La materia prima suele venir de lo que antes era basura o subproducto, como aceite de cocina usado, grasas animales de desecho o ciertos residuos agrícolas y urbanos. En términos sencillos, es una forma de convertir un residuo difícil de gestionar en energía para volar, con menos emisiones en el ciclo de vida que el combustible fósil en muchos casos.
El empujón legal lo da ReFuelEU Aviation, que obliga a aumentar poco a poco el porcentaje de SAF en los aeropuertos de la UE, con un 2% desde 2025 y un 70% en 2050. Jordi Hereu cree que “la apuesta por el SAF saldrá reforzada de esta crisis”, también por la idea de producirlo más cerca de casa.
La brecha entre la norma y la realidad
La parte menos vistosa es que el SAF todavía es escaso. El informe técnico anual de EASA indica que en 2024 solo el 0,6% del combustible suministrado en aeropuertos de la UE fue SAF, muy por debajo del objetivo que ya marca 2025.
Además, el mercado está muy concentrado. Según EASA, 33 aeropuertos en 12 países recibieron SAF y cinco Estados miembros (entre ellos España) concentraron el 99% del suministro, algo que complica que el combustible “llegue a todas partes” de forma estable.
A esto se suma el precio.

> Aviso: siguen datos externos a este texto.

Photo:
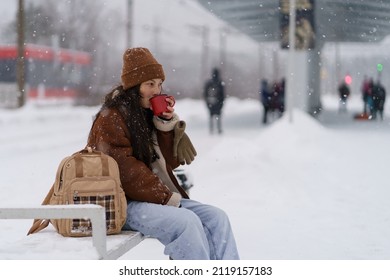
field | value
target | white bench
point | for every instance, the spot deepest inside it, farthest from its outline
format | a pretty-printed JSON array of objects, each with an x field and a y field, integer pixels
[{"x": 107, "y": 247}]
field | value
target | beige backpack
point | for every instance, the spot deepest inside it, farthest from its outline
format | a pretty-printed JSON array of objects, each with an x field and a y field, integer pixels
[{"x": 86, "y": 177}]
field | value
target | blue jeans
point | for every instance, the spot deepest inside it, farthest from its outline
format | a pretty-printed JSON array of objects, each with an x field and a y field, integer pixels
[{"x": 195, "y": 231}]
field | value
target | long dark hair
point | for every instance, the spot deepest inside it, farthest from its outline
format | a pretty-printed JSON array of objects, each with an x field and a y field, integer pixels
[{"x": 139, "y": 121}]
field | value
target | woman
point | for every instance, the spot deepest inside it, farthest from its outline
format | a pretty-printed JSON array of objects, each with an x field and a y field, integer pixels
[{"x": 147, "y": 149}]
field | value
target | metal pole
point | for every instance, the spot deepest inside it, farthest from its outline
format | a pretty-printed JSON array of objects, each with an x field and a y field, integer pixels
[
  {"x": 129, "y": 20},
  {"x": 291, "y": 56},
  {"x": 20, "y": 65},
  {"x": 205, "y": 54}
]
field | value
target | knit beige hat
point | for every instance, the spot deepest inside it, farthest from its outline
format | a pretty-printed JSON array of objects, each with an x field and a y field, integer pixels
[{"x": 139, "y": 66}]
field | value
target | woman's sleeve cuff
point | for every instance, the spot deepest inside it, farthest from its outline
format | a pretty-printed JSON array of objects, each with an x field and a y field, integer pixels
[{"x": 165, "y": 125}]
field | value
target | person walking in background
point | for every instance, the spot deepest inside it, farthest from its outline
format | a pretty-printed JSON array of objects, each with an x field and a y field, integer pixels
[
  {"x": 265, "y": 99},
  {"x": 378, "y": 100},
  {"x": 147, "y": 147},
  {"x": 214, "y": 95},
  {"x": 344, "y": 92},
  {"x": 366, "y": 92}
]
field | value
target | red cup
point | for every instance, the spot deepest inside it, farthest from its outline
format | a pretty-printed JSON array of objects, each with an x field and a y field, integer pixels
[{"x": 159, "y": 103}]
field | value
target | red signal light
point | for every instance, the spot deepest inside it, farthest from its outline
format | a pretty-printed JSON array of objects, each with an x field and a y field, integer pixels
[{"x": 348, "y": 79}]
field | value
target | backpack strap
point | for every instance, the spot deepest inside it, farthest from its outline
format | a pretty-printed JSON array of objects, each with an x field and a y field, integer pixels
[{"x": 39, "y": 224}]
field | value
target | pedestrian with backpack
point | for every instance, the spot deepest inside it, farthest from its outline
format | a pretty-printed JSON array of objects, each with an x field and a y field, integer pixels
[{"x": 147, "y": 146}]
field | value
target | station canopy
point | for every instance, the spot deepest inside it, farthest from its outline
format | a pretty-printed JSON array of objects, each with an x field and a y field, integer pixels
[{"x": 335, "y": 20}]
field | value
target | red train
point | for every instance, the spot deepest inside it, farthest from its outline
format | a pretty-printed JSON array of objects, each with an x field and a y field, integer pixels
[{"x": 52, "y": 75}]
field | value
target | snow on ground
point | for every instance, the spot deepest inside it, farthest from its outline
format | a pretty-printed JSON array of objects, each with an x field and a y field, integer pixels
[{"x": 306, "y": 189}]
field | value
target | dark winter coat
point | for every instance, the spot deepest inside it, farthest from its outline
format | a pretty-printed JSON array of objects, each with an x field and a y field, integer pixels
[
  {"x": 110, "y": 135},
  {"x": 214, "y": 94}
]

La patronal española ALA recuerda que el SAF cuesta hoy entre 3 y 6 veces más que el queroseno convencional y reclama incentivos para ampliar producción y consumo sin trasladar todo el golpe a la tarifa del pasajero. Es el gran freno.
Sostenible no siempre significa sencillo
Hay otro matiz que conviene no perder de vista, la materia prima no siempre es local. EASA señala que el 69% de los “feedstocks” declarados para fabricar SAF en 2024 fueron importados, con China y Malasia como orígenes destacados. Eso reduce la dependencia de petróleo, pero puede aumentar la dependencia de cadenas globales de residuos.
Y donde hay cadenas largas, hay riesgo de trampas. La Comisión ya examinó alegaciones sobre posible fraude en importaciones de biocombustibles desde China, detectó debilidades en las auditorías de certificación y anunció medidas para reforzar el sistema, aunque no pudo confirmar fraude con la información disponible.
En paralelo, Francia y Alemania han pedido controles más duros sobre importaciones de biocombustibles por estas sospechas. Traducido a lenguaje de calle, si el “aceite usado” no es realmente usado, el ahorro de CO2 puede evaporarse y el problema ambiental se desplaza a otra parte del planeta.
Lo que debe tener en cuenta el viajero
España parte con cierta ventaja en el suministro de queroseno gracias a su capacidad de refino, pero no vive aislada. Hereu ha insistido en que el suministro en España está “garantizado”, aunque la red aérea es “interdependiente” y depende también de grandes aeropuertos europeos.
Si el combustible sigue caro, el efecto más inmediato suele notarse en la oferta y en el bolsillo. Lufthansa ha anunciado recortes de vuelos para ahorrar combustible y en España Volotea ha implantado recargos ligados al precio del queroseno que han sido cuestionados por Facua y otros organismos de consumidores.
A medio plazo, el SAF es la vía que la UE quiere acelerar porque suma dos cosas a la vez, menos CO2 y más autonomía energética. La clave es que crezca de verdad, que sea trazable y que no se convierta en una etiqueta vacía.
Con esta crisis, la transición deja de ser un debate abstracto y se convierte en una herramienta de seguridad energética.
El comunicado oficial de la Comisión Europea sobre AccelerateEU, donde se detallan el Observatorio de Combustibles y las medidas previstas para el transporte aéreo, ha sido publicado en la sala de prensa de la Comisión Europea.